Almost at the same time that day, and just a few feet away from the CPM headquarters where Govindan was warning Kerala about the dangers of thinking on communal lines, Muslim League’s Perinthalmanna MLA Najeeb Kanthapuram was busy dismantling the CPM claims of being secularism's only functional suicide squad. Kanthapuram was participating in a budget discussion in the Assembly.

He called the attention of the House to two advertisements that appeared in two newspapers on April 25, a day before the polls. It was the day of silent campaign. The catchword was the same for both the advertisements, but the content was different.

"As part of the silent campaign, I visited a house. The house subscribes to Suprabhatham daily (the mouthpiece of Samastha Kerala Jem-iyyathul Ulama)," he said. Holding up the photostat copy of the first full-page ad, Kanthapuram said: "In this there is the picture of a beautiful Muslim girl in a maftah. And beneath is the caption: 'For India to exist the Left has to be alive' (Idathundenkile Indiayulloo)," he said.

Then he took the photostat of the second one. "From the house I went to a convent in Perinthalmanna town.

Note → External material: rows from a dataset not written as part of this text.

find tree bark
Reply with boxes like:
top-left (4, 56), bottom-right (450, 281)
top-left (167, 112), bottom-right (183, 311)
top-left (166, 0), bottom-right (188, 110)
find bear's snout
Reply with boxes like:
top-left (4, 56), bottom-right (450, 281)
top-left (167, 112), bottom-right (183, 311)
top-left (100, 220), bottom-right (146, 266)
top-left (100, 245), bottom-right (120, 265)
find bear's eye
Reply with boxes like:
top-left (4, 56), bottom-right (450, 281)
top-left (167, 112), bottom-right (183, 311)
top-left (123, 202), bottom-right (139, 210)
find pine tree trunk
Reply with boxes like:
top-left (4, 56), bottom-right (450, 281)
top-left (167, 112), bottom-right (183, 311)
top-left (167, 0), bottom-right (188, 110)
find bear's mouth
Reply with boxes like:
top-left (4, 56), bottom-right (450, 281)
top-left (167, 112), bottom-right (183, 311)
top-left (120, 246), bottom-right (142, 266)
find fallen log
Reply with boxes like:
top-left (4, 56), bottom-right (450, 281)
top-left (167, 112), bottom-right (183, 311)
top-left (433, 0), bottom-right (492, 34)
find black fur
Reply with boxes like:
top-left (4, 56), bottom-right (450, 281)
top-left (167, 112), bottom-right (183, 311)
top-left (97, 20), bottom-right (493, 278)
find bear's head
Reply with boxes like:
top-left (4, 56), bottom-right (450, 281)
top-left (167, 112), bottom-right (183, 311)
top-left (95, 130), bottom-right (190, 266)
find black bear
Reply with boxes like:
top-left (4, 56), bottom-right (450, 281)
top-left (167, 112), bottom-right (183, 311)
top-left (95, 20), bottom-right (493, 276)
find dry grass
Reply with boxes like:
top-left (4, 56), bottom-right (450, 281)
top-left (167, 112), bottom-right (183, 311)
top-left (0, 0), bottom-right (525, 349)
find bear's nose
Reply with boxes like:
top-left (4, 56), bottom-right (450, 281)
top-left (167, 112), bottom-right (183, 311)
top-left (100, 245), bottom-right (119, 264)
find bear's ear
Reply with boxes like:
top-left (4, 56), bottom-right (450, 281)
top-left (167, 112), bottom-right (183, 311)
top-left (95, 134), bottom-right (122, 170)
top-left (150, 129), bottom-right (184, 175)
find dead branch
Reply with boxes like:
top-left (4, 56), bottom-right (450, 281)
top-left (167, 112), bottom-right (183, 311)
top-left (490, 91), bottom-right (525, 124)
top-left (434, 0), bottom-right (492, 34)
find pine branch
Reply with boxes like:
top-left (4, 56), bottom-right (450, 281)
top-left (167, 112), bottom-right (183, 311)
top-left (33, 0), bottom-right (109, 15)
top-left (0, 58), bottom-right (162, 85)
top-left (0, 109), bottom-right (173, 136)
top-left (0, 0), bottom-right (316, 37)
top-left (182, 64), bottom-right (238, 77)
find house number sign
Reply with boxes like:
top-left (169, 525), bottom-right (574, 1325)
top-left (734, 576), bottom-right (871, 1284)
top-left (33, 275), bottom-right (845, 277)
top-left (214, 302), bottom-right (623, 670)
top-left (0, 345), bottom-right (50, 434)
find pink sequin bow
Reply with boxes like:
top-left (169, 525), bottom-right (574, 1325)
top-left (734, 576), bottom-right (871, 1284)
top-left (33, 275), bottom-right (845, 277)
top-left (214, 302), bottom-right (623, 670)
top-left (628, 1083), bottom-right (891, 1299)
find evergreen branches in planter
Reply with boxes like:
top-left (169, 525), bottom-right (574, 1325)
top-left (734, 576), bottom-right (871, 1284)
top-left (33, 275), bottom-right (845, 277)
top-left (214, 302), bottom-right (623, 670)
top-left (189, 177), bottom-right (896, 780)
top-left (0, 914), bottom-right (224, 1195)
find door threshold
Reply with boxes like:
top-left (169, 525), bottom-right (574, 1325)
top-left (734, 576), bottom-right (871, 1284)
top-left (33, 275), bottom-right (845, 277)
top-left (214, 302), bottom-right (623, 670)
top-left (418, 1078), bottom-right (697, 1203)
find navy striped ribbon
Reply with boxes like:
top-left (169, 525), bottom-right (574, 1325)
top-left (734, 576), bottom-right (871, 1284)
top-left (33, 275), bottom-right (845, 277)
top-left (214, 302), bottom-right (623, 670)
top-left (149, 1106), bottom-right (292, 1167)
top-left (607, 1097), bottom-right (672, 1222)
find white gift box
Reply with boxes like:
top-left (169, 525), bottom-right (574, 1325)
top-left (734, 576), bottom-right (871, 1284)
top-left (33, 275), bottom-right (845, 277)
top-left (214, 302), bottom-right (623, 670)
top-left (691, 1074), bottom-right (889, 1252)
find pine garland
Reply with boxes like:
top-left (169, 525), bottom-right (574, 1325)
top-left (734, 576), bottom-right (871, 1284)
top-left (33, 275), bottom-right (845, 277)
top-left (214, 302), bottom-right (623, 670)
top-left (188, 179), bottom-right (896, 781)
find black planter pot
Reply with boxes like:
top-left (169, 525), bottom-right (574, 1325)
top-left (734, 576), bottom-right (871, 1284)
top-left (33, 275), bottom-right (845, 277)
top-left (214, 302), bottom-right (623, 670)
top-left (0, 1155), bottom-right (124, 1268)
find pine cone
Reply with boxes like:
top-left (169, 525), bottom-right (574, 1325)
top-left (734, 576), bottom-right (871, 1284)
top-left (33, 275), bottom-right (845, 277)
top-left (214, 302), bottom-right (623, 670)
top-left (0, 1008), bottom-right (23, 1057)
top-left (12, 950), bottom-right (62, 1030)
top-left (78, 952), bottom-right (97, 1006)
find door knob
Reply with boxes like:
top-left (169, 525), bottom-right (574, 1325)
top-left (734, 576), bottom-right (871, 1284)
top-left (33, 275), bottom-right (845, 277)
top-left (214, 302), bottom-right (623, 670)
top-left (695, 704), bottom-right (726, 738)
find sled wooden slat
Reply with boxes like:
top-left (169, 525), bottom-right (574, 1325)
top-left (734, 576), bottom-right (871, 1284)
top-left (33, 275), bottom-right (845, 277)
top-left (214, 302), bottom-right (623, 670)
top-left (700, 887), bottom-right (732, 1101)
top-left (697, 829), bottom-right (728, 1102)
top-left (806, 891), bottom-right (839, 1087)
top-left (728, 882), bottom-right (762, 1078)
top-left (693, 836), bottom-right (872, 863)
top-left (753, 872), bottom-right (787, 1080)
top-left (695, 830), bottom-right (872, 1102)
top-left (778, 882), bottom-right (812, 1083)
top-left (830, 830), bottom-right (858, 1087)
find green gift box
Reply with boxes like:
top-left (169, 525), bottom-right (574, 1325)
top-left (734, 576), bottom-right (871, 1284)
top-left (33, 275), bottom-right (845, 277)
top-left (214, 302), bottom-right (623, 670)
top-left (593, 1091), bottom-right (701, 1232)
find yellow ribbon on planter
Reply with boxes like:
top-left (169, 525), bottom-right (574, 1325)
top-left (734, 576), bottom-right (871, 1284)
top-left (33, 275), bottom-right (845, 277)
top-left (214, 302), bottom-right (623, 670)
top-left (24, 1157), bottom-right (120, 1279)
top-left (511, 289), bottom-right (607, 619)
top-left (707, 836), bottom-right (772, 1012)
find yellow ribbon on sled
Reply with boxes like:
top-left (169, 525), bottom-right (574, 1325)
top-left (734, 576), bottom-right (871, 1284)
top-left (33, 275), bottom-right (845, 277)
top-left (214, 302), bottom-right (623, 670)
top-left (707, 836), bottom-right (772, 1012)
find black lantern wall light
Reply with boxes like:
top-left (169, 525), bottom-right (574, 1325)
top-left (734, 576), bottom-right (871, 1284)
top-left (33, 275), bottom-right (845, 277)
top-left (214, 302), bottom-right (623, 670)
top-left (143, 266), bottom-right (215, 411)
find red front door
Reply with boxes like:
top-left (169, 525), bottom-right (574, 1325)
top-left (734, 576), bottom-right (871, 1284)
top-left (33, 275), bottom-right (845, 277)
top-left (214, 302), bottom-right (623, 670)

It was Deepika daily that I found in the dining hall of the convent. But in this, the maftha-clad girl was gone. The catchword was the same but the ad spoke of communal violence in Manipur. It shows images of destroyed Christian churches," Kanthapuram said.

He held the two ads in both his hands and asked the CPM members: "Were these done by you or by PR agencies? If this was done by a PR agency I would not fault you because it would have been an agency that had worked for BJP in North India.”

Now, he wanted to know what the CPM intended by giving out contrasting ads. "What have you thought of Muslims in Kerala? Do you think that we would be happy to see churches in Manipur destroyed? And do you think Christians in Kerala would feel delighted when Muslim women are abused during riots in North India," Kanthapuram said, and added: "If you still say that you uphold secularism there would be no greater comedy than that. No other party in Kerala could so shamelessly exploit the worst form of communalism during elections."

The League MLA then turned a CPM leader's own words against the party. "I am borrowing straight from K K Lathika's Facebook post. How shockingly communal is this. Shouldn't our state exist even after this," he asked CPM members. (These were the words Lathika had posted during the campaign while sharing a screenshot of an FB page supposedly of Muslim Students' Federation leader Muhammad Khasim and in which K K Shailaja was called a 'kafir'. Later when the police said it was yet to find evidence that the original post was made by Khasim, Lathika was forced not just to delete the post but she also locked her profile.)

"It is because of such fraud that you committed during the campaign that people have now given the LDF a new catchword: 'No one will care a damn if there is no Left'," he said.

No LDF MLA who spoke after him attempted to counter Kanthapuram. Even Industries Minister P Rajeeve, who hates to leave a taunt unattended, could only say in a lighter vein that Kanthapuram went completely off the rails.